Through lenses of animal behavior, social psychology and cultural anthropology, this program will examine a range of human/animal interactions. For example, we will examine how human-produced noise (traffic, sonar, etc.) affects animal communication, the impact of light pollution and landfills, and how habitat fragmentation is causing animals to either adapt to new urban environments or perish. We will consider the intimacies of raising farm animals in the Himalayas, and the risks of farming salmon in the Salish Sea. And we will explore the thin boundary between our mammalian selves and other animal species as we consider ways to live more sustainably.
Our learning objectives for the program are to use case studies of human/non-human animal interfaces to develop analytical frames, raise ethical questions, consider new directions, and create meaningful applications for our learning. We will offer workshops to develop writing and communication skills.
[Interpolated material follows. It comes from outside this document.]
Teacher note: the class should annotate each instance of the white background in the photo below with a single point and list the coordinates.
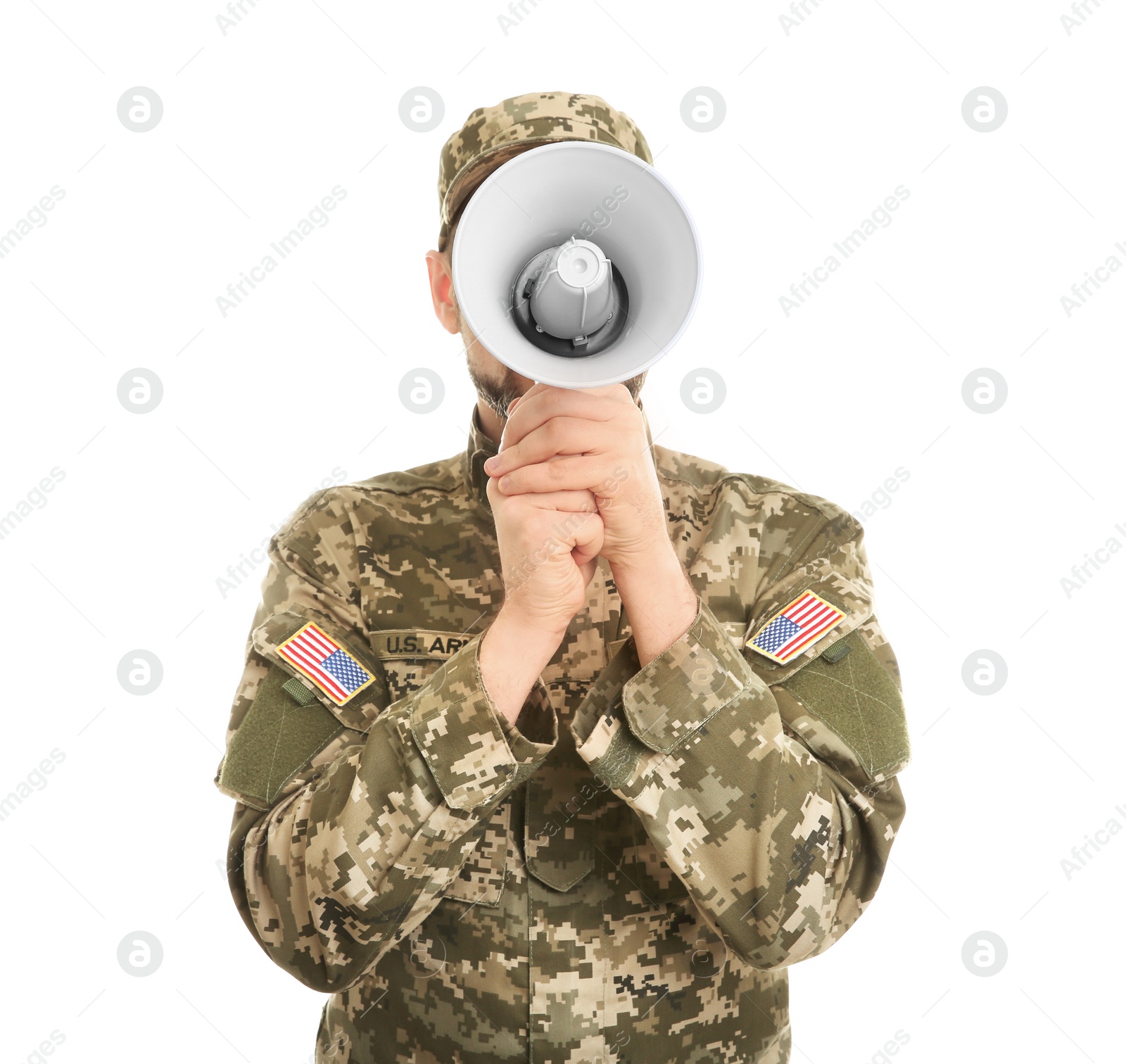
(289, 391)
Learning modalities will include: lecture; examining readings, films, podcasts and other resources together; seminar discussion; workshops; student-led projects; and hopefully some field trips (conditions permitting).
Possible readings for the course may include: Domestication Gone Wild: Politics and Practices of Multispecies Relations, edited by Swanson, Lien and Ween; Living with Animals: Bonds across Species by Natalie Porter and Ilana Gershon; Anthropocene Psychology: Being Human in a More-than-Human World by Matthew Adams; and Animal Intimacies: Interspecies Relatedness in India’s Central Himalayas by Rahdhka Govindrajan. Final reading list will be available on the program syllabus.
$50 Student fees will cover entrance fees and art supplies for an observational journal.